MedApps (Scottsdale, Arizona) is striving ultimately to offer, according to its tagline, "Healthcare Anywhere," and it is starting with a device for diabetics designed to help these patients communicate more effectively — and remotely — with healthcare professionals.

The key instrument for doing this? — the cell phone.

The relatively new company this week reported that the FDA had granted clearance for over-the-counter use for its D-PAL Remote Patient Monitoring System for Diabetes, the company's first device system.

Kent Dicks, president of MedApps, acknowledged that MedApps is "not the first" company to use a cell phone as a way of delivering information to patients. But he said that others on the market fairly often download abundant information in the form of charts or graphs and prompts the user to act.

"We found that the majority of the patients don't want that," Dicks told Medical Device Daily, possibly because overly complex.

D-PAL currently combines with the PolyMap Polytel devices, a system from Polymap Wireless (Tucson, Arizona), which connect to the LifeScan (Piscataway, New Jersey), business of Johnson & Johnson (New Brunswick, New Jersey) OneTouch Ultra and delivers the data via Bluetooth technology to the patient's cell phone.
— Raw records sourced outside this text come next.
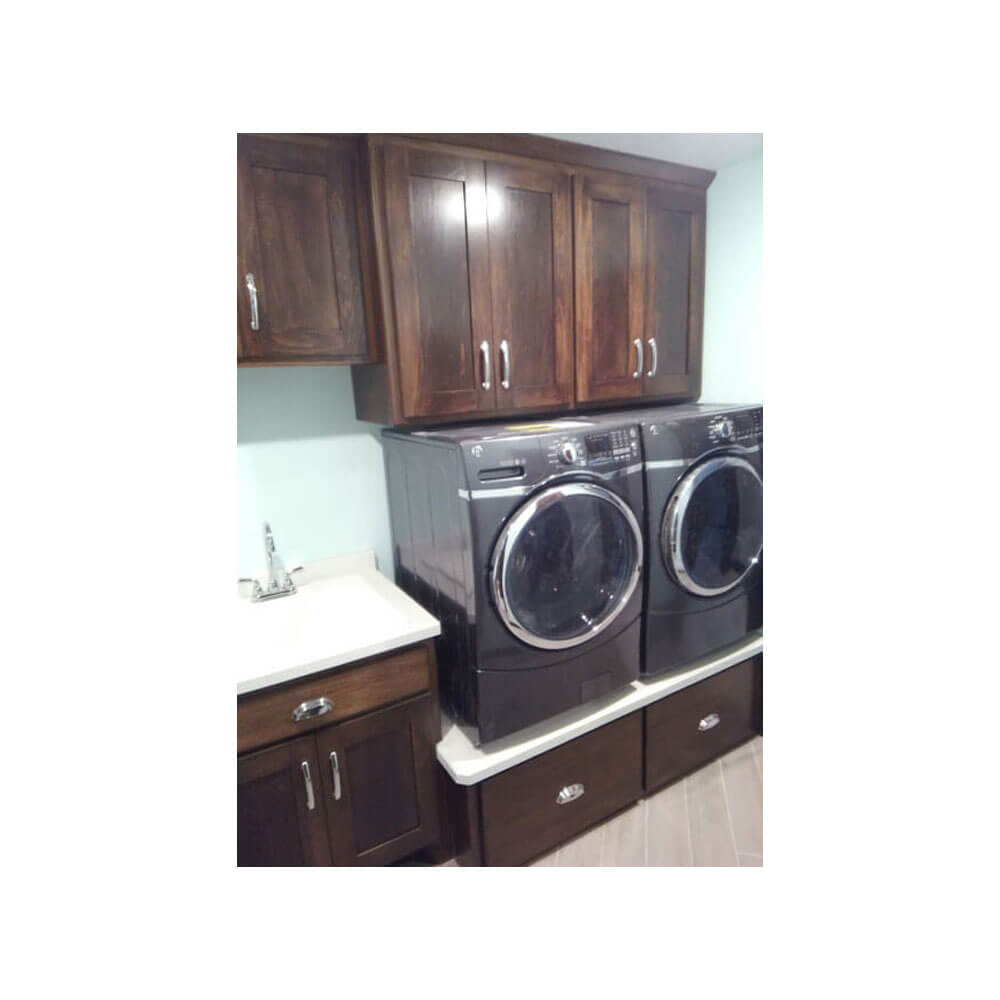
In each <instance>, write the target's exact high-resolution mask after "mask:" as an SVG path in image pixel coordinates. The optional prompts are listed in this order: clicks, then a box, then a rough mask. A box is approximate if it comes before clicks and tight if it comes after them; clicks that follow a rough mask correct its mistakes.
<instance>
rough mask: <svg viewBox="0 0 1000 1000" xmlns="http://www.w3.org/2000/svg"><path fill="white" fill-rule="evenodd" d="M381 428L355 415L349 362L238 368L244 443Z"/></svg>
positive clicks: (353, 431) (379, 428)
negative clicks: (314, 366)
mask: <svg viewBox="0 0 1000 1000" xmlns="http://www.w3.org/2000/svg"><path fill="white" fill-rule="evenodd" d="M380 430H381V428H380V427H379V426H378V424H369V423H366V422H363V421H360V420H358V419H357V418H356V417H355V416H354V393H353V389H352V386H351V372H350V369H349V368H347V367H336V366H333V365H320V366H317V367H287V368H241V369H239V371H238V372H237V406H236V439H237V441H238V442H239V443H240V444H256V443H259V442H264V441H290V440H301V439H303V438H310V437H330V436H332V435H337V434H371V435H372V436H373V437H375V438H376V439H377V438H378V435H379V431H380Z"/></svg>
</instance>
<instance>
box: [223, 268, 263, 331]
mask: <svg viewBox="0 0 1000 1000" xmlns="http://www.w3.org/2000/svg"><path fill="white" fill-rule="evenodd" d="M246 281H247V291H248V292H249V293H250V329H251V330H259V329H260V312H259V311H258V306H257V279H256V278H254V276H253V275H252V274H248V275H247V278H246ZM230 287H232V286H230Z"/></svg>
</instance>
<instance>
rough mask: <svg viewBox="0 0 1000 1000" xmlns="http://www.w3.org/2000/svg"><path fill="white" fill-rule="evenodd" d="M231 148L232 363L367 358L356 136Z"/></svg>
mask: <svg viewBox="0 0 1000 1000" xmlns="http://www.w3.org/2000/svg"><path fill="white" fill-rule="evenodd" d="M237 149H238V226H237V243H238V250H237V252H238V258H239V271H238V275H237V302H238V306H237V314H238V341H237V359H238V361H239V362H240V363H241V364H289V363H299V364H302V363H313V364H321V363H322V364H330V363H356V362H361V361H370V360H372V359H373V353H372V338H371V336H370V324H371V306H370V294H369V289H368V286H367V282H370V280H371V277H370V274H369V273H368V271H369V269H370V264H369V262H368V258H369V254H370V251H369V249H368V248H369V246H370V234H369V233H368V218H367V208H366V207H365V205H364V203H363V202H361V201H360V200H359V195H360V193H361V188H360V184H361V180H362V178H361V172H360V161H359V150H360V144H359V142H358V140H357V139H356V138H349V139H341V138H337V137H329V138H320V137H316V138H310V137H308V136H296V137H288V138H287V139H286V138H283V137H274V138H271V137H264V136H249V135H240V136H239V137H238V140H237Z"/></svg>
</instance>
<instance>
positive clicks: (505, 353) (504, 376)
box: [500, 340, 510, 389]
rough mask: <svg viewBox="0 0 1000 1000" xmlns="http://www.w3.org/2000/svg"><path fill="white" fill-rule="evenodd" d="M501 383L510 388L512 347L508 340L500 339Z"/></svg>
mask: <svg viewBox="0 0 1000 1000" xmlns="http://www.w3.org/2000/svg"><path fill="white" fill-rule="evenodd" d="M500 362H501V368H500V373H501V377H500V384H501V385H502V386H503V387H504V388H505V389H509V388H510V348H509V347H508V346H507V341H506V340H501V341H500Z"/></svg>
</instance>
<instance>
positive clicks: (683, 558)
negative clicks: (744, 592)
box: [660, 455, 764, 597]
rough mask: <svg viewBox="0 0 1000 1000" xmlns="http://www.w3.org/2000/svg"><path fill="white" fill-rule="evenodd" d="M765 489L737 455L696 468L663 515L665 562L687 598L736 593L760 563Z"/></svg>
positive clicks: (723, 456) (762, 531) (752, 471)
mask: <svg viewBox="0 0 1000 1000" xmlns="http://www.w3.org/2000/svg"><path fill="white" fill-rule="evenodd" d="M763 511H764V490H763V485H762V483H761V479H760V476H759V475H758V474H757V470H756V469H755V468H754V467H753V466H752V465H751V464H750V463H749V462H748V461H746V460H745V459H743V458H740V457H738V456H737V455H721V456H718V457H717V458H710V459H708V460H707V461H705V462H702V463H701V464H700V465H696V466H695V467H694V468H693V469H692V470H691V471H690V472H689V473H688V474H687V475H686V476H685V477H684V478H683V479H682V480H681V481H680V483H679V484H678V485H677V488H676V489H675V490H674V492H673V495H672V496H671V498H670V502H669V503H668V504H667V509H666V510H665V511H664V513H663V526H662V528H661V531H660V545H661V548H662V550H663V560H664V562H665V563H666V565H667V569H668V570H670V571H671V573H672V574H673V576H674V578H675V579H676V580H677V582H678V583H679V584H680V585H681V586H682V587H683V588H684V589H685V590H686V591H688V593H691V594H695V595H697V596H699V597H715V596H716V595H718V594H724V593H725V592H726V591H727V590H732V588H733V587H735V586H736V585H737V584H738V583H739V582H740V580H742V579H743V577H745V576H746V575H747V573H749V572H750V570H751V569H753V567H754V566H755V565H756V564H757V561H758V559H759V558H760V553H761V550H762V549H763V546H764V532H763Z"/></svg>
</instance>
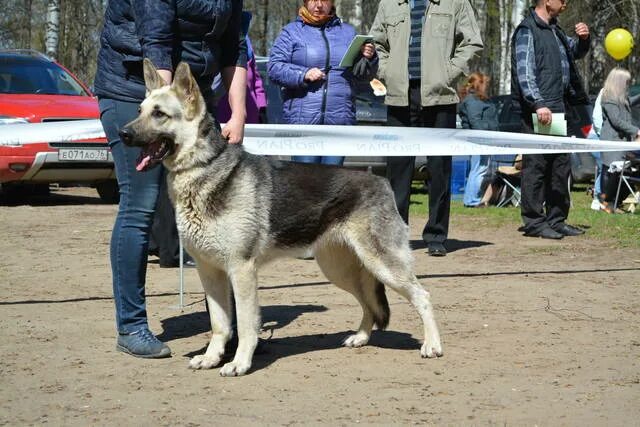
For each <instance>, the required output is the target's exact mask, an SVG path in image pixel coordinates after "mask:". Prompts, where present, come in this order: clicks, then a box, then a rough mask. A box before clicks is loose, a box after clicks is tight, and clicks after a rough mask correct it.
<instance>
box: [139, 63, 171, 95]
mask: <svg viewBox="0 0 640 427" xmlns="http://www.w3.org/2000/svg"><path fill="white" fill-rule="evenodd" d="M142 68H143V70H144V84H145V86H146V88H147V95H149V92H151V91H152V90H156V89H159V88H161V87H162V86H164V85H165V84H166V83H165V82H164V79H163V78H162V77H160V74H158V70H157V69H156V67H155V66H154V65H153V62H151V61H150V60H149V59H148V58H144V61H143V62H142Z"/></svg>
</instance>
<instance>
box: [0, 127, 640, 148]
mask: <svg viewBox="0 0 640 427" xmlns="http://www.w3.org/2000/svg"><path fill="white" fill-rule="evenodd" d="M0 130H1V136H0V147H2V146H19V145H25V144H33V143H42V142H71V141H78V140H85V139H93V138H101V137H104V131H103V129H102V125H101V123H100V121H99V120H79V121H69V122H53V123H29V124H12V125H3V126H0ZM244 147H245V149H246V150H247V151H248V152H250V153H253V154H263V155H286V156H296V155H305V156H383V157H388V156H458V155H463V156H464V155H474V154H544V153H567V152H592V151H633V150H640V144H638V143H633V142H623V141H622V142H621V141H596V140H588V139H578V138H566V137H555V136H545V135H531V134H524V133H510V132H494V131H481V130H471V129H432V128H400V127H384V126H328V125H247V126H246V127H245V139H244Z"/></svg>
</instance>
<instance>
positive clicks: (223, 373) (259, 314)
mask: <svg viewBox="0 0 640 427" xmlns="http://www.w3.org/2000/svg"><path fill="white" fill-rule="evenodd" d="M228 273H229V279H230V280H231V286H232V287H233V294H234V297H235V300H236V320H237V323H238V350H237V351H236V354H235V357H234V358H233V360H232V361H231V362H229V363H227V364H226V365H224V366H223V367H222V369H220V375H222V376H223V377H232V376H239V375H244V374H245V373H246V372H247V371H248V370H249V368H250V367H251V359H252V358H253V352H254V351H255V349H256V346H257V345H258V333H259V331H260V306H259V304H258V283H257V272H256V266H255V263H254V260H247V261H244V262H241V263H238V264H237V265H233V266H231V267H230V268H229V272H228Z"/></svg>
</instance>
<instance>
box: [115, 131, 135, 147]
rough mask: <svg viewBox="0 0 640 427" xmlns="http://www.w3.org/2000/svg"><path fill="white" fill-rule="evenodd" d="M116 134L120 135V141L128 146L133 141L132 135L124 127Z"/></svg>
mask: <svg viewBox="0 0 640 427" xmlns="http://www.w3.org/2000/svg"><path fill="white" fill-rule="evenodd" d="M118 134H119V135H120V139H121V140H122V142H124V143H125V144H126V145H129V144H130V143H131V141H132V140H133V133H132V132H131V130H129V128H126V127H124V128H122V129H120V132H118Z"/></svg>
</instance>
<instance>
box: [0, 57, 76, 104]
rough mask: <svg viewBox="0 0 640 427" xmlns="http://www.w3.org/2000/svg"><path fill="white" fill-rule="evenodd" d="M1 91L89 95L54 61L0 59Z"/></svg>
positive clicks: (0, 91)
mask: <svg viewBox="0 0 640 427" xmlns="http://www.w3.org/2000/svg"><path fill="white" fill-rule="evenodd" d="M0 93H5V94H9V93H10V94H38V95H72V96H88V94H87V92H86V91H85V90H84V88H83V87H82V86H81V85H80V84H78V82H77V81H76V80H75V79H74V78H73V77H71V75H70V74H69V73H67V72H66V71H65V70H64V69H62V68H61V67H59V66H57V65H56V64H54V63H47V62H40V61H37V62H36V61H28V62H27V61H13V60H7V59H0Z"/></svg>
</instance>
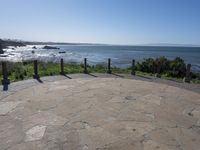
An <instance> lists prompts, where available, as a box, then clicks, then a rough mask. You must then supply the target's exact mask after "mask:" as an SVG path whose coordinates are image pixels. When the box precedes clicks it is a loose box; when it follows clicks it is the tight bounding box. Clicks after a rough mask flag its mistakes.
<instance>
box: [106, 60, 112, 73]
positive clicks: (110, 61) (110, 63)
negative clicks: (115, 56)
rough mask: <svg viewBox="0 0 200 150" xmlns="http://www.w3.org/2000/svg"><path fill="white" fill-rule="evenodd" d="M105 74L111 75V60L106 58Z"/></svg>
mask: <svg viewBox="0 0 200 150" xmlns="http://www.w3.org/2000/svg"><path fill="white" fill-rule="evenodd" d="M107 73H108V74H111V73H112V71H111V59H110V58H108V70H107Z"/></svg>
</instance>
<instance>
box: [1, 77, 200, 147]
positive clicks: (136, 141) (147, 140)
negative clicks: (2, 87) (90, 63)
mask: <svg viewBox="0 0 200 150" xmlns="http://www.w3.org/2000/svg"><path fill="white" fill-rule="evenodd" d="M69 77H70V78H72V79H69V78H68V77H65V76H54V77H44V78H41V80H42V81H43V83H39V82H38V81H36V80H26V81H20V82H16V83H12V84H11V85H10V86H9V90H8V91H4V92H3V91H1V92H0V150H200V87H199V85H192V84H183V83H177V82H173V81H166V80H162V79H157V78H142V77H137V76H129V75H106V74H93V75H84V74H75V75H69Z"/></svg>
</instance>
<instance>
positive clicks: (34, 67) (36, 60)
mask: <svg viewBox="0 0 200 150" xmlns="http://www.w3.org/2000/svg"><path fill="white" fill-rule="evenodd" d="M33 78H34V79H39V78H40V77H39V74H38V61H37V60H34V75H33Z"/></svg>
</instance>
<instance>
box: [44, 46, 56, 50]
mask: <svg viewBox="0 0 200 150" xmlns="http://www.w3.org/2000/svg"><path fill="white" fill-rule="evenodd" d="M43 49H60V48H58V47H53V46H44V47H43Z"/></svg>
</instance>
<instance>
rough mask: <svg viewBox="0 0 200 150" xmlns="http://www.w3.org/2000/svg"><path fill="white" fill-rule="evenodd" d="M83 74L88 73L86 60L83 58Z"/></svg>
mask: <svg viewBox="0 0 200 150" xmlns="http://www.w3.org/2000/svg"><path fill="white" fill-rule="evenodd" d="M83 72H84V73H86V74H87V73H88V70H87V58H84V71H83Z"/></svg>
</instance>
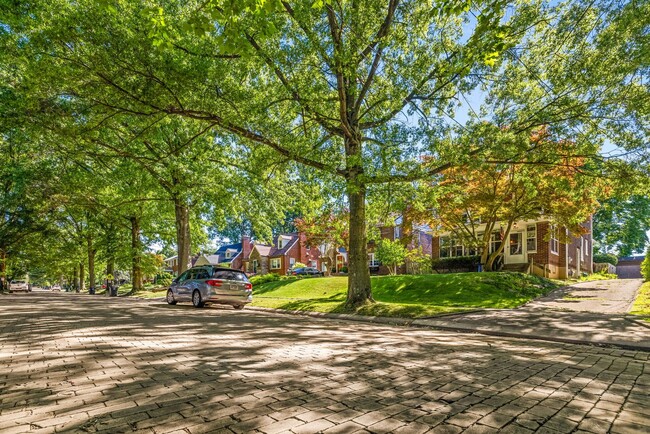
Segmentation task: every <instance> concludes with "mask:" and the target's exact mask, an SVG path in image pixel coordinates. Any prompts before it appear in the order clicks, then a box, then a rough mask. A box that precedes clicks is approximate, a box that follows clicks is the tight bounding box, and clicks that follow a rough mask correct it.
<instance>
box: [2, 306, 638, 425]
mask: <svg viewBox="0 0 650 434" xmlns="http://www.w3.org/2000/svg"><path fill="white" fill-rule="evenodd" d="M648 421H650V353H648V352H642V351H624V350H620V349H612V348H598V347H591V346H585V345H571V344H558V343H550V342H542V341H533V340H525V339H511V338H497V337H490V336H481V335H473V334H462V333H452V332H442V331H435V330H429V329H424V328H408V327H402V326H387V325H378V324H367V323H357V322H345V321H333V320H325V319H314V318H308V317H294V316H287V315H274V314H267V313H262V312H254V311H250V310H248V311H247V310H243V311H235V310H233V309H231V308H225V307H224V308H219V307H211V308H206V309H194V308H193V307H191V306H189V305H184V306H183V305H178V306H167V305H165V304H163V303H162V302H160V301H139V300H133V299H109V298H107V297H101V296H94V297H93V296H84V295H69V294H48V293H45V294H43V293H40V294H34V293H32V294H27V295H23V294H16V295H0V432H2V433H24V432H30V433H41V432H42V433H49V432H110V433H115V432H143V433H172V432H173V433H191V434H194V433H204V432H219V433H244V432H260V433H267V434H271V433H280V432H293V433H316V432H325V433H352V432H372V433H385V432H395V433H424V432H432V433H438V432H439V433H458V432H465V433H489V432H497V431H499V432H514V433H527V432H539V433H570V432H591V433H604V432H613V433H631V432H645V433H647V432H650V428H649V427H648V425H649V422H648Z"/></svg>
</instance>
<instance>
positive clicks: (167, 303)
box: [166, 289, 176, 305]
mask: <svg viewBox="0 0 650 434" xmlns="http://www.w3.org/2000/svg"><path fill="white" fill-rule="evenodd" d="M166 300H167V304H172V305H173V304H176V300H174V293H173V292H172V290H171V289H168V290H167V297H166Z"/></svg>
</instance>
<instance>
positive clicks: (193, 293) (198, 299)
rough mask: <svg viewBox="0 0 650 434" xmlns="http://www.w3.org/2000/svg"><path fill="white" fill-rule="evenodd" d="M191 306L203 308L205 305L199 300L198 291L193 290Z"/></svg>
mask: <svg viewBox="0 0 650 434" xmlns="http://www.w3.org/2000/svg"><path fill="white" fill-rule="evenodd" d="M192 304H193V305H194V307H203V306H205V303H204V302H203V301H202V300H201V293H200V292H199V291H198V290H195V291H194V292H193V293H192Z"/></svg>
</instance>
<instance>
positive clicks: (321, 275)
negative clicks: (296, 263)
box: [291, 267, 325, 276]
mask: <svg viewBox="0 0 650 434" xmlns="http://www.w3.org/2000/svg"><path fill="white" fill-rule="evenodd" d="M291 274H292V275H293V276H324V275H325V273H323V272H322V271H318V268H315V267H300V268H296V269H294V270H291Z"/></svg>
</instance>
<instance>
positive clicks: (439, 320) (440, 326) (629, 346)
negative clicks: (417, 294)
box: [412, 308, 650, 351]
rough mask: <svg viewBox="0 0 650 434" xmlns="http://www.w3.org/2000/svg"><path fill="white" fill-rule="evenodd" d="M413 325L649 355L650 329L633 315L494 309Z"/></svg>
mask: <svg viewBox="0 0 650 434" xmlns="http://www.w3.org/2000/svg"><path fill="white" fill-rule="evenodd" d="M412 325H417V326H427V327H435V328H437V329H444V330H455V331H461V332H469V333H482V334H487V335H494V336H510V337H518V338H526V339H541V340H545V341H552V342H566V343H572V344H588V345H599V346H614V347H619V348H624V349H630V350H641V351H650V325H647V324H645V323H643V322H642V321H640V320H637V319H636V318H635V317H633V316H632V315H621V314H599V313H593V312H567V311H556V310H550V309H538V308H522V309H515V310H507V309H503V310H501V309H496V310H486V311H482V312H473V313H468V314H458V315H450V316H445V317H440V318H430V319H418V320H415V321H413V323H412Z"/></svg>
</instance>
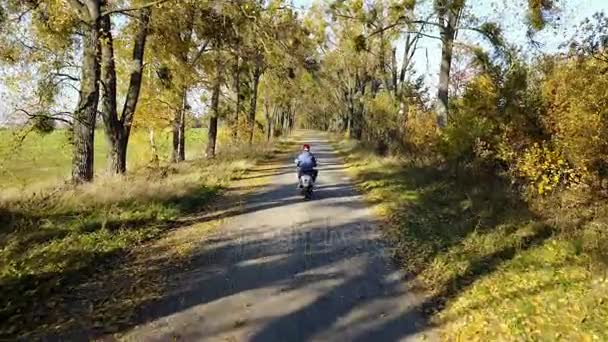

The cell phone in turn acts as a "hub" of information for the patient and transmits the information to the central server in near real-time.

The fact that the patient relies on a cell phone is the critical — and patient-friendly — feature of the idea since about 70% of Americans now have cellphones, Dicks said.

Technology for this sort of applications has to be "invisible" and "ubiquitous ... something in the background," Dicks said, adding that the development of devices that are user-friendly is a primary company mandate, the keystone of its "Healthcare Anywhere" mantra.

In designing this device, intended for what Dicks estimates as the 21 to 23 million diabetic patients in the U.S., the company wanted simplicity and a device that could be incorporated into the active lifestyles of many patients.

Initially, in the first iteration available to patients, they will use MedApps' cell phone, but in future models, patients are likely to be able to use any cell phone.

"There also has to be a psychological development [for] this" on the part of patient to adapt to this technology, Dicks told MDD.

He offered the analogy of an individual using a cell phone before getting in his or her car, when the cell phone automatically switches to the car's hands-free system, all without any action required on the part of the individual.

"The technology sensed what I was doing and created my environment on the phone," Dicks said.

MedApps says D-PAL represents a "revolutionary new way" for people with diabetes to automatically transfer their daily glucose readings from their D-PAL integrated glucose monitors directly to a central server.

In addition to being stored for record-keeping, the data will be available for use by healthcare professionals, namely nurses who are employed by large healthcare companies to monitor patients.

Founded a year ago, the company developed the system internally.

It uses a business-to-business model, targeting all the the large health insurers, such as United Healthcare (Edina, Minnesota) and Kaiser Permanente (Oakland, California) that contract with the Centers for Medicare & Medicaid Services , as well as major healthcare management companies such as McKesson (San Francisco)

These companies depend on or utilize call centers that employ nurses who are responsible for perhaps hundreds of patients to ensure that they are monitored and able to initiate intervention by a healthcare professional if their self-management fails and they get into trouble – considered a particularly difficult and frequent problem for those with diabetes.

The earlier healthcare professionals can intervene, the more cost savings the company sees and the greater quality of health for the patient, Dicks said.

The D-PAL System gives nurses "a way of prioritizing" the needs of the various patients they may be monitoring, he said.

The company said that pre-established thresholds are set for each patient by their healthcare provider. When a reading occurs outside of these thresholds, an alert may occur and the patient may be contacted using a pre-determined mode. One such mode is an interactive voice response system which can qualify additional behavioral information by asking such questions as, "Have you exercised today? or "Have you taken your medication?"

"The responses to these questions, combined with previously collected biometric data, give the healthcare professional greater insight into a patient's health," the company says.

D-PAL is the first of a series of medical devices by MedApps that integrates with the MedApps System.

Additional integrated devices will include scales, blood pressure monitors, spirometers (for asthma or COPD patients), pulse oximeters and a variety of implantable devices such as pacemakers.